Usually, when people talk about pathologizing, what they’re referring to is the emotional-abuse tactic of, “that’s crazy, you’re crazy,” to basically everything a person says. But the other day I had a discussion with Aslan about pathologizing as a defense tactic in social movements, however counterproductive. It began as a discussion about transsexuality in general while we were walking to the store, as Aslan is one of those lifelong genderfuckers you meet so rarely, and ended up on pathologizing as a pity-evoking attempt towards gaining rights.
That’s what I mean here: pathologizing not as something done to someone you want to dismiss, but as someone you want to support.
I got fed up with the gay rights tagline of no one would choose to be gay! when I was just a wee, barely pubescent little radical. My initial response was that it wasn’t true: I vaguely remember having a NM conversation on Neopets, back in the heyday where it wasn’t “family-friendly” and run by a bunch of people with a very poor opinion of anyone under 18, where I asserted that it was better to be gay because “you could understand each other more.” Mind, I was eight. However, I’d grown up all my life hearing about how men and women were so different that they basically came from different planets, and the only way for them to really get along was for one of them (generally the women) to start thinking and acting like the other. In other words, men and women, for all the talk about the glorious human species etc., were incompatible at their core.
I’m willing to wager that it wasn’t the message those assorted authors had intended me to take away.
The same influence also has some effect on the fat rights scene—sure, mostly by concern trolls, and not so much with the “fat rights scene” (it’s largely rejected by, well, everyone). The script goes pretty much the same way: “It’s so horrible to live a life that’s so fat and disgusting because of that fat and disgusting body. Haven’t they suffered enough? I mean, being fat is worse than anything!”
In a slightly different way, pathologizing children is used to “fight for their interests,” too. Look at how inferior they are! Look at how ignorant and illogical they must be to not know everything about civilization! Clearly, their brains just don’t work right, and that’s why they’re pure and innocent. And let’s not forget that many cultures assume that being a teenager is essentially an unfortunate temporary mental illness.

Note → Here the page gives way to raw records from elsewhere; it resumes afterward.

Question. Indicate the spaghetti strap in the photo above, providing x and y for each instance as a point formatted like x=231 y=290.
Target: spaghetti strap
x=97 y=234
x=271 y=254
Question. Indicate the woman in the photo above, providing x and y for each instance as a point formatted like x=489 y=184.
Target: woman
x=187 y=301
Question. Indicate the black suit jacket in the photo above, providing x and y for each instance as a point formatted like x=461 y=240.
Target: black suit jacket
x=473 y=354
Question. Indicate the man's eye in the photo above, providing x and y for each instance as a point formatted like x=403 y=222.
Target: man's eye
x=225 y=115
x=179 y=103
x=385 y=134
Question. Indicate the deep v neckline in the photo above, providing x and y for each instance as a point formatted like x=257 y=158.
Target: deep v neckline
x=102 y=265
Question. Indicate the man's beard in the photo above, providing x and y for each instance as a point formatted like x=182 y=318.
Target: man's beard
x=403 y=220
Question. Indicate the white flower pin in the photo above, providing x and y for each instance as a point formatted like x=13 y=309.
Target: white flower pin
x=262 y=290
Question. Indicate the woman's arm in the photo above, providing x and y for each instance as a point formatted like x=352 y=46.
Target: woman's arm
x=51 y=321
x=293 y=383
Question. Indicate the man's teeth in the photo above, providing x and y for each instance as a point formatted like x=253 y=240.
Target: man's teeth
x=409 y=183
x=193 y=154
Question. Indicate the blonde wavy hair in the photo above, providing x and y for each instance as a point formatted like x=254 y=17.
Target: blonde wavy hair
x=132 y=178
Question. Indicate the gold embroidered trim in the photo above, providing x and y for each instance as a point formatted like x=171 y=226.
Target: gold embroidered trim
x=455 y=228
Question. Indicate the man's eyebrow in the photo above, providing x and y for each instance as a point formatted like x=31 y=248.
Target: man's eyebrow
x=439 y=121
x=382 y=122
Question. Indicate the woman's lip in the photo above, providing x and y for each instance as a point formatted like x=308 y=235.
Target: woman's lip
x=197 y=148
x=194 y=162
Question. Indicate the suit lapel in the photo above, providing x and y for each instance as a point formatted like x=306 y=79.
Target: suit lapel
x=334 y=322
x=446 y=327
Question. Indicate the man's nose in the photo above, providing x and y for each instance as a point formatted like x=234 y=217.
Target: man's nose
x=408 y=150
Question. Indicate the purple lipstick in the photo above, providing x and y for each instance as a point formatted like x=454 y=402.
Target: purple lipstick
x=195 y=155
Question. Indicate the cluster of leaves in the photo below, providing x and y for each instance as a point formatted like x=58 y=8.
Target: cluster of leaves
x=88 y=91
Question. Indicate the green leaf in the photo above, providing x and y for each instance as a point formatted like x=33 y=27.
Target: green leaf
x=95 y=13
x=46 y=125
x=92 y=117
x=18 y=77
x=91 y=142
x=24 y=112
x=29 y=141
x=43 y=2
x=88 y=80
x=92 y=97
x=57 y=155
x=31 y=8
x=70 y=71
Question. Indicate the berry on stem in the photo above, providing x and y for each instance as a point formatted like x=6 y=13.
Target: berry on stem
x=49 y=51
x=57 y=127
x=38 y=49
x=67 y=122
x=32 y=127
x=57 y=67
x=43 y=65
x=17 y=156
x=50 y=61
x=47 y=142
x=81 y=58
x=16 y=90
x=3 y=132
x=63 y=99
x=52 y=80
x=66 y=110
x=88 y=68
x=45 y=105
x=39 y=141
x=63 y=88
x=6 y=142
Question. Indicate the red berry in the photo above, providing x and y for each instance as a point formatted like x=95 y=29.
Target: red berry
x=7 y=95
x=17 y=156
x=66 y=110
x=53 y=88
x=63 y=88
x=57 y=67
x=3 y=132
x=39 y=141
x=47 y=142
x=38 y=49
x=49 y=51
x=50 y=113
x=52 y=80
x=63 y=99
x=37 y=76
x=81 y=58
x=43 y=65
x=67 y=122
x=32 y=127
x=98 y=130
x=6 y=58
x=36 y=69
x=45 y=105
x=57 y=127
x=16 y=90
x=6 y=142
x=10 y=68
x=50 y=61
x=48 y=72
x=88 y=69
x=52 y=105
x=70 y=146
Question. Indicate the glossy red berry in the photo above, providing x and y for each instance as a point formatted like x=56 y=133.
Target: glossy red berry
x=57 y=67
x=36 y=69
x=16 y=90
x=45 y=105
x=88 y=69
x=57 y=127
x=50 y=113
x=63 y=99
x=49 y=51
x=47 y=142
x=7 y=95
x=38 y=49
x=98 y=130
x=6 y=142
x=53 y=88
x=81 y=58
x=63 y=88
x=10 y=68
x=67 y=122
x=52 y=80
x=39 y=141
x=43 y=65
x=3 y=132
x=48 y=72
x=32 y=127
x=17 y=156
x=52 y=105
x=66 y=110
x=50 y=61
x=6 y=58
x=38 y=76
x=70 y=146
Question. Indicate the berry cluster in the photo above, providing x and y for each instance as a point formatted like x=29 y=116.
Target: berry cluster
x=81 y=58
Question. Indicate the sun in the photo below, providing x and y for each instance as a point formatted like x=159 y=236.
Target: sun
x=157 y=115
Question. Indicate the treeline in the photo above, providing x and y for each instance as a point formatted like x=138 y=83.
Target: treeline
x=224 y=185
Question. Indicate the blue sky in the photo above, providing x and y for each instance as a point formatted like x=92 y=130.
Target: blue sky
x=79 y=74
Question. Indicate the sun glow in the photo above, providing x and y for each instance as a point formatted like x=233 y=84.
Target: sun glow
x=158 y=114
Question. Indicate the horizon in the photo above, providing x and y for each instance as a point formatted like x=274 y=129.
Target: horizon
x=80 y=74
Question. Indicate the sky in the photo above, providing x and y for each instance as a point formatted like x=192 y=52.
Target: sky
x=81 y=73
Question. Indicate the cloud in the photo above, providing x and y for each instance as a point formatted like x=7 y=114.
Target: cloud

And to another point, it’s something that pisses me off a lot in the “pro-choice” community. Nobody ever wants an abortion; it is a horrible, bad, wrong thing that we’d absolutely do away with if we could figure out a way to stop women from whining about their rights. Because, really, come the fuck on—it goes beyond adoption, beyond financial and emotional means, beyond every ridiculous fucking excuse out there: sometimes, you just don’t want your genes to go on. Sure, 99.999% of everyone with a uterus would prefer “not getting pregnant in the first place” to having an abortion. But pathologizing abortion—and the choice to have one—is just more support for the concept that abortion is a horrible, shameful thing, no matter who you are.
The pity game isn’t something that pleases me. It’s obviously counterproductive—arguing that you should be treated equally because you aren’t really equal people, but it would hurt your feelings not to be isn’t the most brilliant tactic to take—but even further than that, it’s wrong.
Carolyn Gage points out the same thing I’ve been saying for a while: that, basically, so what if it is a choice? I’ve always admired radical feminist-lesbians for saying, straight out, that they do choose to be lesbians. It’s fucking awesome. Fuck you, I like liking girls. Gayness not as a horrible, dreadful affliction, but as a part of your life that brings you joy, companionship, and love. (Also orgasms. Can’t forget that.)
If something is inherently painful and distressing, it stands to reason that it should be fixed—erased out of existence, merely because it inevitably causes pain to the people bearing it. Not as a judgment, but as a mercy. Pathologizing works on the part of your enemies—as a means to seem “compassionate” for wanting you to be eaten by a pack of wild Sheens—and not ever for you.